第八夜
こんな夢を見た。
私は謎の美術館にいた。とある個展が開かれているらしい。
私の足は自然とそこへ歩いていった。私の意識とは裏腹に。別に構わないが。
個展の名称は分からなかった。ただ、ウルドと書かれていたように思える。ウルド。北欧神話において過去を司る女神の名だったと思う。それが展示名とどう関係しているのか。
私は幾つか展示されているのを見た。そこにあったのは十一点もの展示物が円を描くように配置されていた。
壁の絵。壊れた鏡。耳を塞いだ人の彫像。
私の印象は、酷いの一言だ。壁の絵は、硬く高く聳えていてコミュニケーションの遮断を表していそうだった。
壊れた鏡は、本質の歪みを表しているみたいに感じられる。
耳を塞いだ人の彫像は、聞く意思の無さを象徴しているのかもしれない。
展示物のテーマを見ると、「無理解」と書かれていた。確かに、と思う。
無理解は酷いものだ。心に苦痛を与えるだけなのだから。腹立ちを抱かざるを得ないな。
私の思いとは裏腹に、歩みは別の展示物へと進んでいく。
そこにあったのは三つの絵である。霧の絵と砂時計の絵と絡まった糸の絵だった。
私の印象は誤解なのではないかと思う。
霧の絵ははっきりしない状況を表しているのだろう。
砂時計の絵は埋もれていてひっくり返せない思いを表しているみたいに感じられる。
絡まった糸の絵は、互いの誤解を表しているように思える。
展示物のテーマを見ると、「誤解」の一言だった。やはりそうか。
私の思いとは裏腹に、歩みは次の展示物へと進んでいく。
そこにあったのは今にも壊れそうな椅子が置かれていて、左右の壁には仮面をつけられている人の肖像画と鍵の無い扉の絵がそれぞれ飾られていた。

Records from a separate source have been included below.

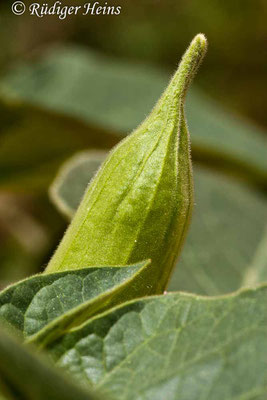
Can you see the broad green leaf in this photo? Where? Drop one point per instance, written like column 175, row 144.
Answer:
column 66, row 299
column 257, row 272
column 174, row 346
column 227, row 215
column 227, row 225
column 117, row 95
column 27, row 376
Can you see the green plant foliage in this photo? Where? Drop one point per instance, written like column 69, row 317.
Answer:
column 72, row 180
column 34, row 142
column 63, row 300
column 257, row 271
column 140, row 201
column 94, row 312
column 103, row 92
column 172, row 347
column 234, row 212
column 25, row 376
column 227, row 225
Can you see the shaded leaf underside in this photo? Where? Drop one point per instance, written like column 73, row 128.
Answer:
column 68, row 298
column 173, row 347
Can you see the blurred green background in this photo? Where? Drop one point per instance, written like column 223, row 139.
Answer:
column 83, row 82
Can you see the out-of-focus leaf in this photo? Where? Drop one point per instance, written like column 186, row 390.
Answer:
column 29, row 377
column 34, row 142
column 228, row 222
column 72, row 179
column 64, row 300
column 118, row 95
column 173, row 347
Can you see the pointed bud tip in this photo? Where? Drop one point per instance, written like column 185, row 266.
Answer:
column 201, row 41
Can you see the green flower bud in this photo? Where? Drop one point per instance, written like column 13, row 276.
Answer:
column 139, row 204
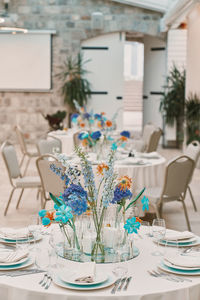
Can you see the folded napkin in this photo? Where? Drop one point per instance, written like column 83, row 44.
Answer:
column 12, row 256
column 172, row 235
column 10, row 233
column 86, row 272
column 184, row 261
column 150, row 155
column 131, row 161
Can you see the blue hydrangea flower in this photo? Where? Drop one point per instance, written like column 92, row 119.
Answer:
column 86, row 115
column 63, row 214
column 95, row 135
column 132, row 225
column 97, row 116
column 91, row 121
column 42, row 213
column 75, row 197
column 120, row 194
column 145, row 203
column 125, row 133
column 114, row 146
column 74, row 116
column 46, row 221
column 83, row 135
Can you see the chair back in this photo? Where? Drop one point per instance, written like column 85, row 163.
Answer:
column 177, row 177
column 51, row 182
column 10, row 160
column 154, row 140
column 46, row 146
column 21, row 139
column 77, row 142
column 193, row 150
column 148, row 129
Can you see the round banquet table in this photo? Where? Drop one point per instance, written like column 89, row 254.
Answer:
column 149, row 174
column 142, row 287
column 66, row 138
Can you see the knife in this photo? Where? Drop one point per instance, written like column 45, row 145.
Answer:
column 127, row 283
column 122, row 283
column 116, row 284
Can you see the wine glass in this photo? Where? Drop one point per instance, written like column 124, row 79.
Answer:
column 158, row 229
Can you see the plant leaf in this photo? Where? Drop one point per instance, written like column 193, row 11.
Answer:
column 55, row 200
column 135, row 199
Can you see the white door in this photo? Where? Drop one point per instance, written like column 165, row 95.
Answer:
column 154, row 79
column 106, row 69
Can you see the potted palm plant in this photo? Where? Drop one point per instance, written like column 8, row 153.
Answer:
column 193, row 118
column 173, row 102
column 75, row 85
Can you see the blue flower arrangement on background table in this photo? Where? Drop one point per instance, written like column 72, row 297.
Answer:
column 93, row 201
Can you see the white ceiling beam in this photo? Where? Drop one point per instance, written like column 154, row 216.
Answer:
column 144, row 4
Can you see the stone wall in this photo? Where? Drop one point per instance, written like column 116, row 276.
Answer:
column 72, row 21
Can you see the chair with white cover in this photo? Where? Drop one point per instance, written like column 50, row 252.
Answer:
column 141, row 145
column 51, row 182
column 17, row 181
column 153, row 141
column 49, row 145
column 177, row 177
column 24, row 149
column 193, row 151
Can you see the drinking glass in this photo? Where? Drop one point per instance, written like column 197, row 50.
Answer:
column 158, row 229
column 145, row 228
column 42, row 259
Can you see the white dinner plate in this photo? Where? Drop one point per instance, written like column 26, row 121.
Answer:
column 18, row 266
column 196, row 242
column 14, row 263
column 58, row 281
column 9, row 241
column 168, row 264
column 70, row 278
column 173, row 270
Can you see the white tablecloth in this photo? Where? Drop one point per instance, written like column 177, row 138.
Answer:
column 147, row 175
column 66, row 138
column 142, row 286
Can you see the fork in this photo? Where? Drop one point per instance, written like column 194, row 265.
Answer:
column 155, row 274
column 48, row 283
column 43, row 279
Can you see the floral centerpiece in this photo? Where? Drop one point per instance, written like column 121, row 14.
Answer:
column 92, row 201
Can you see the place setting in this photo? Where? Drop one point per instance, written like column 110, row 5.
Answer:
column 85, row 277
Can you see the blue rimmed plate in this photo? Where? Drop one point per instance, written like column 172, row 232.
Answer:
column 173, row 270
column 195, row 242
column 25, row 264
column 13, row 241
column 58, row 281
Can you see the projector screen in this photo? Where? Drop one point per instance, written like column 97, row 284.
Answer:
column 25, row 62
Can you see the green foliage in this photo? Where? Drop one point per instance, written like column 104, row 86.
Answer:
column 173, row 102
column 56, row 120
column 193, row 118
column 75, row 86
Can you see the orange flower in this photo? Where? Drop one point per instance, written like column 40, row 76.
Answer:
column 100, row 168
column 99, row 124
column 108, row 123
column 125, row 182
column 123, row 139
column 82, row 124
column 84, row 143
column 49, row 215
column 138, row 220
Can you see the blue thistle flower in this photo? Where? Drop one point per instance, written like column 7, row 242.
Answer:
column 120, row 194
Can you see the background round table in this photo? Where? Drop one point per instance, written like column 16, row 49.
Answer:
column 142, row 287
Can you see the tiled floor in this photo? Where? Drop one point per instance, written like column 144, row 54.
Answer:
column 173, row 212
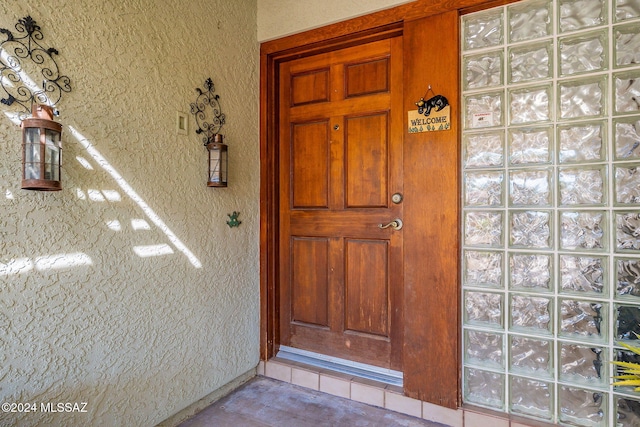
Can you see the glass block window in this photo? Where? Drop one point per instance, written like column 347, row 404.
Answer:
column 550, row 113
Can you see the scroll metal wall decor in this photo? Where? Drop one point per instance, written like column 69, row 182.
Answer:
column 29, row 73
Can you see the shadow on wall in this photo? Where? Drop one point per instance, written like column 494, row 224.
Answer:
column 77, row 259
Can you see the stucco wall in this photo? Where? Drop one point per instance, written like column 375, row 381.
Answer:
column 127, row 290
column 279, row 18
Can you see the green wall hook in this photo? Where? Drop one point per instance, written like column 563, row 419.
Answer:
column 233, row 219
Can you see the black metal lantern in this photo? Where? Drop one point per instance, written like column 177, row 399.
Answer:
column 217, row 161
column 41, row 150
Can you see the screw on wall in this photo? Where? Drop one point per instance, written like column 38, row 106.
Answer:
column 233, row 220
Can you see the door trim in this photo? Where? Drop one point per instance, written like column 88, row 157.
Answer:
column 438, row 380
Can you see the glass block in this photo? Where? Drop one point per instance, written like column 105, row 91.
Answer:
column 483, row 29
column 583, row 364
column 582, row 186
column 627, row 9
column 531, row 397
column 483, row 228
column 530, row 62
column 583, row 319
column 583, row 98
column 530, row 105
column 531, row 314
column 628, row 278
column 483, row 110
column 579, row 14
column 627, row 137
column 627, row 412
column 583, row 274
column 529, row 21
column 483, row 188
column 483, row 308
column 483, row 269
column 531, row 272
column 530, row 187
column 483, row 150
column 582, row 407
column 584, row 142
column 627, row 184
column 530, row 229
column 484, row 349
column 583, row 230
column 628, row 232
column 531, row 356
column 627, row 322
column 627, row 88
column 627, row 45
column 484, row 70
column 484, row 388
column 584, row 53
column 530, row 145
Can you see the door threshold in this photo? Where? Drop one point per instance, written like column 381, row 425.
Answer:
column 362, row 370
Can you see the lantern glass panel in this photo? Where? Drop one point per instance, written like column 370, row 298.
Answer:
column 32, row 153
column 215, row 170
column 52, row 155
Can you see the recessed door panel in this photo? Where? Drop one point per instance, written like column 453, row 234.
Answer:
column 367, row 160
column 367, row 286
column 309, row 87
column 310, row 164
column 367, row 77
column 309, row 280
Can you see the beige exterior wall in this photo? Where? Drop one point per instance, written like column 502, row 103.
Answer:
column 127, row 290
column 279, row 18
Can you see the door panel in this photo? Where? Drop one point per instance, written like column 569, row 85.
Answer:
column 367, row 160
column 340, row 160
column 310, row 165
column 310, row 280
column 367, row 78
column 367, row 291
column 310, row 86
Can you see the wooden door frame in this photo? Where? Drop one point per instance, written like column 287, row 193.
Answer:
column 436, row 284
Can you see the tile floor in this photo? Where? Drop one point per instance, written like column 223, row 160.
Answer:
column 267, row 402
column 292, row 394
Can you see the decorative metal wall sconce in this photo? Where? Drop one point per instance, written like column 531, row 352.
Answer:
column 233, row 220
column 41, row 150
column 23, row 63
column 210, row 126
column 21, row 55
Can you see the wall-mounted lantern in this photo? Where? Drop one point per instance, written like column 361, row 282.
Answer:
column 23, row 49
column 218, row 161
column 210, row 126
column 41, row 150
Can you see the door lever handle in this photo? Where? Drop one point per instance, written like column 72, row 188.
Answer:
column 396, row 224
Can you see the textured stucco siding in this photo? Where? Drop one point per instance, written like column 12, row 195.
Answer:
column 127, row 290
column 279, row 18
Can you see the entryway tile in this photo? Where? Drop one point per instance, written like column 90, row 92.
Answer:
column 278, row 371
column 305, row 378
column 474, row 419
column 440, row 414
column 335, row 386
column 367, row 394
column 403, row 404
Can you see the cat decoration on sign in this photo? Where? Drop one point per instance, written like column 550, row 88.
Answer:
column 434, row 114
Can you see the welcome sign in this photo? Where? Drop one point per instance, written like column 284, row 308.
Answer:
column 432, row 115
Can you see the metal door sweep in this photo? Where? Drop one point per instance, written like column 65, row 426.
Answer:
column 344, row 366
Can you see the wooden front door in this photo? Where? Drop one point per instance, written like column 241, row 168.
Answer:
column 340, row 157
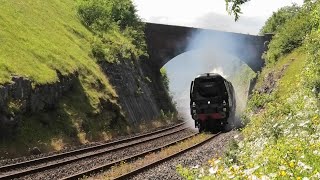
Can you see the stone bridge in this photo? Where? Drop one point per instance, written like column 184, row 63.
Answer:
column 166, row 42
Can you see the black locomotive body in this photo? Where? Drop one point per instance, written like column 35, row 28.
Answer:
column 212, row 102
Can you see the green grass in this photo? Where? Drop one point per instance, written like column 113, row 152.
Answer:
column 39, row 38
column 281, row 140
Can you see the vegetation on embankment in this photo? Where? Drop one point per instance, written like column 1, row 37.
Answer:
column 41, row 40
column 281, row 139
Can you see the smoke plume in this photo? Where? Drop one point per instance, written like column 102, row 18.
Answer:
column 208, row 52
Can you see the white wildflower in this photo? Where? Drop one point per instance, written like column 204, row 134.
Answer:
column 317, row 176
column 195, row 167
column 253, row 177
column 316, row 152
column 273, row 175
column 304, row 166
column 283, row 168
column 217, row 162
column 213, row 170
column 251, row 170
column 264, row 177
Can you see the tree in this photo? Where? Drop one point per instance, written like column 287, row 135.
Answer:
column 233, row 7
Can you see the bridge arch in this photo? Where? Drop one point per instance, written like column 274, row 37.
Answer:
column 166, row 42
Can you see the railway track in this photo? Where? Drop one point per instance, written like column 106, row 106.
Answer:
column 18, row 170
column 132, row 158
column 155, row 163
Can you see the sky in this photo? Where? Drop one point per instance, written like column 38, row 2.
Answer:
column 209, row 14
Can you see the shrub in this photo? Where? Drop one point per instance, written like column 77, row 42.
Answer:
column 118, row 30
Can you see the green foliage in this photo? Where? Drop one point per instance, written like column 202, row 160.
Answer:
column 312, row 71
column 233, row 7
column 165, row 79
column 281, row 141
column 291, row 35
column 279, row 18
column 118, row 30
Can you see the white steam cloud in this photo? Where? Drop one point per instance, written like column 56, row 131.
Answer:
column 207, row 53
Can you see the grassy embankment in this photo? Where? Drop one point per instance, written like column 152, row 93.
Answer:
column 39, row 39
column 281, row 140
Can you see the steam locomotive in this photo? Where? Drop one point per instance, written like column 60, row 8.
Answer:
column 212, row 103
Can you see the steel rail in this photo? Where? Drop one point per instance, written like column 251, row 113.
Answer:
column 153, row 164
column 126, row 159
column 47, row 159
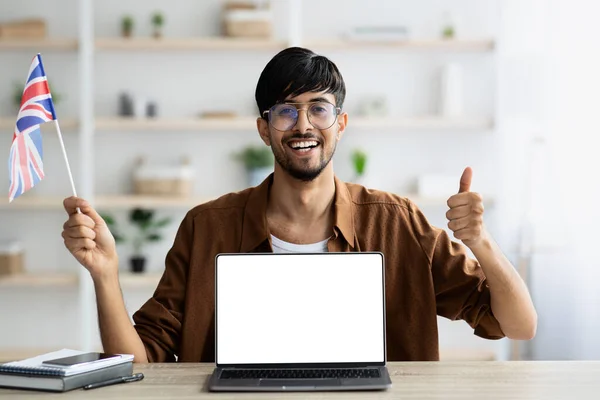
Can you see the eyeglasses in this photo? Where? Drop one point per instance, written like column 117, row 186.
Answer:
column 320, row 114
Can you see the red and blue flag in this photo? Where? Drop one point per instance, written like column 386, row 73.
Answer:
column 25, row 163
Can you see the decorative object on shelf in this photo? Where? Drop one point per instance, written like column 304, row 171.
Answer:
column 451, row 97
column 125, row 105
column 146, row 230
column 151, row 109
column 448, row 26
column 258, row 161
column 23, row 29
column 18, row 94
column 127, row 25
column 158, row 21
column 359, row 163
column 377, row 33
column 374, row 106
column 247, row 19
column 163, row 180
column 218, row 114
column 140, row 104
column 11, row 258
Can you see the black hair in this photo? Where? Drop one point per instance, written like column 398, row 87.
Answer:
column 294, row 71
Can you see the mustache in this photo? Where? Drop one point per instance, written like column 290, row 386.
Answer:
column 300, row 136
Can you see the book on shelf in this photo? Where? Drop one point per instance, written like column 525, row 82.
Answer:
column 32, row 374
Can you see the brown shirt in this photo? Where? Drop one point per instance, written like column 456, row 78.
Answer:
column 426, row 274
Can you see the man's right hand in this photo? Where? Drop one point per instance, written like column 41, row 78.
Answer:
column 88, row 238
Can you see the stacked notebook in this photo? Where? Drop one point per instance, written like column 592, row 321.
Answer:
column 31, row 374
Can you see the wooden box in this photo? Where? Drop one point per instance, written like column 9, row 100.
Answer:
column 247, row 23
column 11, row 259
column 163, row 180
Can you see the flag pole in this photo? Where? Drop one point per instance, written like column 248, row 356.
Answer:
column 62, row 146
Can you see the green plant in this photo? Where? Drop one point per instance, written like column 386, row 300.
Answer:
column 18, row 94
column 146, row 228
column 158, row 19
column 359, row 161
column 255, row 157
column 448, row 32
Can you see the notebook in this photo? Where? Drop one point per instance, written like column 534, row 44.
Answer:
column 300, row 322
column 34, row 366
column 31, row 374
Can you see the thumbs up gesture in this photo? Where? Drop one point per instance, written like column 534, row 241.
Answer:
column 465, row 217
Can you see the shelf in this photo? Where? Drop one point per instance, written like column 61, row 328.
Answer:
column 115, row 202
column 249, row 123
column 421, row 123
column 39, row 44
column 191, row 43
column 130, row 201
column 457, row 45
column 128, row 280
column 26, row 202
column 225, row 43
column 131, row 280
column 65, row 124
column 39, row 280
column 175, row 124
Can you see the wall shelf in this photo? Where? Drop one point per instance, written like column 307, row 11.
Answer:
column 249, row 123
column 175, row 124
column 7, row 123
column 421, row 123
column 44, row 203
column 130, row 201
column 38, row 280
column 190, row 43
column 115, row 202
column 128, row 280
column 39, row 44
column 456, row 45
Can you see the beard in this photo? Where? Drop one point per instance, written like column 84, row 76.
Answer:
column 301, row 169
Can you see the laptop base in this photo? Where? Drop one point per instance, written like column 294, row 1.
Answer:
column 216, row 384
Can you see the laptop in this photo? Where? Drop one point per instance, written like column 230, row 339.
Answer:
column 300, row 322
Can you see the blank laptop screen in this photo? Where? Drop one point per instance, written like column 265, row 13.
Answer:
column 300, row 308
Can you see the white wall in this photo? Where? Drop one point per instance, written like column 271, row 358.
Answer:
column 185, row 83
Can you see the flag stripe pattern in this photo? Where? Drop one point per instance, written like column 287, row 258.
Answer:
column 25, row 164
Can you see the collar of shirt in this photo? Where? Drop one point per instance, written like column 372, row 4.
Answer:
column 255, row 230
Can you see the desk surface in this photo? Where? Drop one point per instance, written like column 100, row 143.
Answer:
column 486, row 380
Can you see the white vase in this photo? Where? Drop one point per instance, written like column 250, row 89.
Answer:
column 451, row 97
column 257, row 175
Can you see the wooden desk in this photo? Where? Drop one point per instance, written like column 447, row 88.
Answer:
column 487, row 380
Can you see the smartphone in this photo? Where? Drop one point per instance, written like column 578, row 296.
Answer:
column 80, row 359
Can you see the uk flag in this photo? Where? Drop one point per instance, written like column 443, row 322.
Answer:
column 25, row 164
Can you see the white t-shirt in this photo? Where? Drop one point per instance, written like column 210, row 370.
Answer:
column 279, row 246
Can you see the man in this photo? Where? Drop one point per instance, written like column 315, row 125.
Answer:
column 303, row 207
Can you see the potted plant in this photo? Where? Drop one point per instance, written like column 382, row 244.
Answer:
column 258, row 161
column 359, row 162
column 146, row 230
column 158, row 20
column 127, row 26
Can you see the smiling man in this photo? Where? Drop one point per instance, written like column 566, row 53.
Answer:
column 304, row 207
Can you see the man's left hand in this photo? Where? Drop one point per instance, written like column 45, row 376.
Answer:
column 466, row 213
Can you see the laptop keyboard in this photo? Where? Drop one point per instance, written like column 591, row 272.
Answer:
column 300, row 373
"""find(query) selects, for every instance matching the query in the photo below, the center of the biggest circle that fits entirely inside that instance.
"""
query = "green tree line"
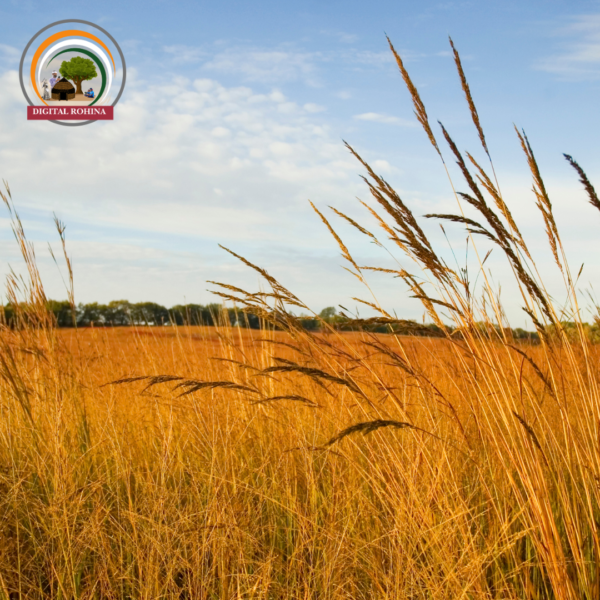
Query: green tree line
(120, 313)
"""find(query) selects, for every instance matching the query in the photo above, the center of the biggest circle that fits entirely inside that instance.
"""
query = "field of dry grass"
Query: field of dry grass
(283, 464)
(482, 484)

壊れそうなこの椅子は、対話する相手がいないのを表しているのだろうか。そうだとしたら、寂しいものである。
仮面を押しつけられている人の肖像画はなんて不愉快なのだろうか。誤解に基づいた自分らしくない役割を表しているのではないだろうか。怒りが込み上げそうになる絵である。
鍵の無い扉の絵は共感や知識の欠如を表しているのだとすれば、見ていられないぐらい醜悪心そのものだ。必要なものを欠いておいて得られるなど愚の骨頂ではないだろうか。
内心の怒りを何とか抑え込みながら、歩みは次の展示物へと進んでいく。
そこにあったのは、壊れてしまった機械の絵と、何も無い皿の絵だった。
この二つは何を表しているのだろうか。怒りを抑え込みながら考えていく。
機械の絵は壊れてしまっている。ともすれば、負担が大きかったのか。これまでの展示物からは、無理解、誤解、欠落などがある。それ故に壊れてしまったのだろうか。
何も無い皿の絵は反抗を表しているように思える。自分のニーズ、つまりは必要に応えることができなかったことを表しているのかもしれない。
嗚呼、分かったぞ。これらの展示物は私の過去を表しているのだ。ウルドとは過去を司っている。私の過去の苦しみをこの個展で表しているのだ。
そして、私は個展名をはっきりと認識した。マイ・ダーク・ウルド。私の闇の過去である。
そこで私は目が覚めた。あの夢は一体どんな意味が有ったのだろうーー。